もう会うことなんてないのかと思っていた。


「久しぶりだな。こんなことで何してんだ?雨降ってんのに傘もささないで・・・」


「人のこと言えるの?」


「俺?俺はいいんだよ。雨に濡れたい気分なんだ」


浩平はそう言って苦笑した。


・・・らしくない。


「右頬・・・どうしたの?」


「なんでもないよ」


浩平は頬を手で隠す。


「・・・誰かに殴られた?」


「・・・まあ、そんなところだ」


「女の子をナンパしてたら彼氏が登場した・・・って感じ?」


「だったら?」


自暴自棄になっている浩平。


こんな彼を私は見たことなかった。


中学のころ私が見ていた浩平はもっと余裕を持った人。


なんでもできて、自分に自信を持って。


「だったら、惨めだよね」


弱りきっている彼を私はさらにたたみかけるように言う。


「そう・・・だな」


「高校の人に手を出したの?」


「・・・お前の知ってる人に手を出した」


「まさか・・・」


雨の勢いが増す。


声を聞きとるのも難しくなってくるぐらいの雨量。


まさに、豪雨。


「そのまさか。晴香に手を出した」


「さい・・・あくだね・・・あんた」


憎しみをこめて私は言う。


「だろ?そしたらさ、祐二に殴られた。あの二人って付き合ってんの?」


祐二に・・・?


あの二人・・・いつのまに。


それはすごく嬉しいこと。


だけど、なにか心の奥でモヤモヤが残る。


「へぇ。初耳だよ。てか、私が知るはずないじゃん」


「だよな」


浩平は近くにあったシーソーに座った。


「俺・・・やり方改めた方がいいのかな?」


「なに?私に相談ごとですか?」


からかうように私は言う。


「あはは。
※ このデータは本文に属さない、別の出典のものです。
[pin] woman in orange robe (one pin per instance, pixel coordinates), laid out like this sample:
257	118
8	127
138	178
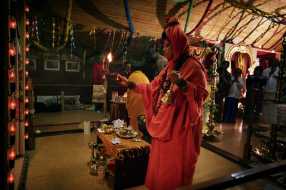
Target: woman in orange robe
173	106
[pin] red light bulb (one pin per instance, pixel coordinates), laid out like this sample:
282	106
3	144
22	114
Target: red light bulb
11	177
12	24
12	104
12	52
11	154
26	124
11	75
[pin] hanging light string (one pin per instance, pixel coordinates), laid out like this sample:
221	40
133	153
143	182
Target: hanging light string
66	34
12	101
53	33
26	78
72	41
275	16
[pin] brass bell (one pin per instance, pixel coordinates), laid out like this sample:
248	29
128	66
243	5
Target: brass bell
167	98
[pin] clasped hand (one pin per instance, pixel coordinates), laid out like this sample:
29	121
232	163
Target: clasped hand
122	80
174	76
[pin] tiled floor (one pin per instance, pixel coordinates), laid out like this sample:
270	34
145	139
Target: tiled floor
233	138
60	162
41	119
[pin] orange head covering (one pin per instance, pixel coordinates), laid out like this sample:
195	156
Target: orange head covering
174	33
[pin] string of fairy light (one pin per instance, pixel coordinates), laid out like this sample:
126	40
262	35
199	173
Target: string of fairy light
26	77
12	101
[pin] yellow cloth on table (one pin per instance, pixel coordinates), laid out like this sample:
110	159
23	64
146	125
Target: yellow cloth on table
115	150
134	102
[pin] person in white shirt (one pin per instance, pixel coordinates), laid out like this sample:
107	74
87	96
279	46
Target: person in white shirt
234	94
271	74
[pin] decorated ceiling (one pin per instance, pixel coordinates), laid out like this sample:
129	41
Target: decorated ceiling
259	23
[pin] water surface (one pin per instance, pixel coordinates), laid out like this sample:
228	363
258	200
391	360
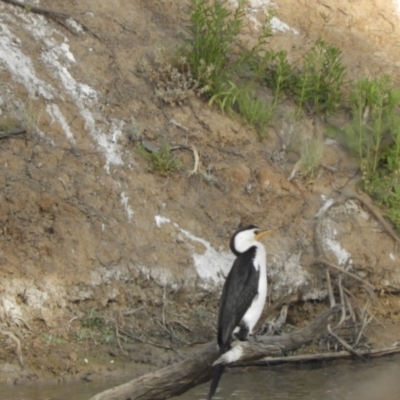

そうかもな」


「いい加減一人の女の子に絞った方がいいんじゃない?」


「俺がすでにたくさん女をキープしてることを前提に話すんだな」


「ちがうの?」


「・・・否定はしない」


雨の音と私たちの会話。


それ以外は話まったく音がしない。


静かな空間。


この公園はいつもそうだ。


祐二と付き合ったあの日も。


祐二と別れたあの日も。


そして、今日も。


「浩平は・・・今まで好きになって人いないの?」


浩平は空を見上げた。


当然のように彼の顔にはたくさんの雨がかかる。


彼は制服の袖でそれを拭きながら


「わかんないな・・・」


寂しそうなその表情。


ワックスで固められた自慢の髪も今はペチャンコ。


髪を立てないストレートの男の子みたい。


「まだ、青春真っ盛りなんだからもう少し真剣な恋でも探してみたら?」


「・・・探して見つかるもんか?」


「分からない。ただ、じっと待ってるよりはいいんじゃない?」


お互いに制服。


違う学校の生徒二人が夜の閑散とした公園で雨の中。


傘もささずに会話をする。


周りから見たら異様な光景。


「そういう亜美は・・・今恋愛してんの?」


浩平は痛いところをついてきた。


「今はしてない」


「今は?」


「そう。最近別れたんだよ」


「なんで?」


「・・・プライバシーの侵害だよ」


そうはいったが、ただ言いたくなかっただけかもしれない。


祐二との話は・・・。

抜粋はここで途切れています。